On the streets of St. Petersburg and Moscow, Tuesday's nuclear accident at Sasnovyi seemed to make little impression on a population already overwrought with the problems of daily survival. ""People here live, struggle and survive"", said Kira Petrovna, one of several women standing in line on Gertsen Street in St. Petersburg. The women were much more concerned with buying sugar than about radiation or iodine poisoning. ""We have other things to worry about"", she said. But the cumulative effect of the news seemed to exasperate others, ""I feel like I'm living on a time bomb"", quipped Konstantin Osipov, a young father and entrepreneur living in St. Petersburg. The usual Russian skepticism toward government information was also apparent in the number of people who refused lo believe reports. ""Generally, I don't know if I believe what they're saying or not"", said Natasha Nalivaiko, a 23-year-old graduate student, interviewed Wednesday on Pushkin Square.

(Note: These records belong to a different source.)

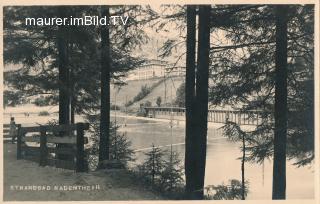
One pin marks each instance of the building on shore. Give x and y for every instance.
(155, 69)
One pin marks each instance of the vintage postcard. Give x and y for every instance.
(160, 101)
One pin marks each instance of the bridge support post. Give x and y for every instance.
(43, 147)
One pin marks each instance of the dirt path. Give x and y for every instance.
(40, 183)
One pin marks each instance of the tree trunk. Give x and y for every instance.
(280, 135)
(242, 168)
(189, 99)
(64, 101)
(200, 105)
(105, 90)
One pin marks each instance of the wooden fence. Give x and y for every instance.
(7, 133)
(49, 143)
(216, 116)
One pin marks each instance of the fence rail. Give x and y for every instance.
(66, 142)
(216, 116)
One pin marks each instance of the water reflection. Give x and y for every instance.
(222, 163)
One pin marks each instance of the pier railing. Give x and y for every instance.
(217, 116)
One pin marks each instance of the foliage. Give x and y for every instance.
(243, 74)
(114, 107)
(44, 101)
(230, 191)
(13, 98)
(35, 48)
(120, 146)
(163, 171)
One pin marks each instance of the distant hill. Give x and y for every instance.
(163, 89)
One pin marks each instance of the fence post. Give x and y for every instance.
(43, 147)
(19, 141)
(80, 163)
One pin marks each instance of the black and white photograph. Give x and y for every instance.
(160, 102)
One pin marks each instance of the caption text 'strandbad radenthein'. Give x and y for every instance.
(77, 21)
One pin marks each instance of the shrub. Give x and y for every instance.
(159, 101)
(120, 147)
(230, 191)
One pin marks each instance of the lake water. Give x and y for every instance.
(222, 162)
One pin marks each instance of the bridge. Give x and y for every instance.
(216, 116)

Embassies caught off guard by nuclear accident

For many embassies, caught off-guard by Tuesday's accident at a nuclear power station near St. Petersburg, the episode underscored the importance of reviewing existing emergency plans. Several spokesmen said their embassies have general emergency and evacuation plans, but declined to say whether they had specific plans for dealing with an environmental disaster such as a massive release of radiation into the atmosphere. A consular officer at one Western embassy, who asked that his name be withheld, expressed concern about responses to a nuclear emergency. ""Few of the embassies have specific plans that address such things as where to get fuel, emergency lighting and heating, ample food and water"", he said. ""The episode highlights the crying need for us to consider specifically, with a step-by-step approach, what to do"".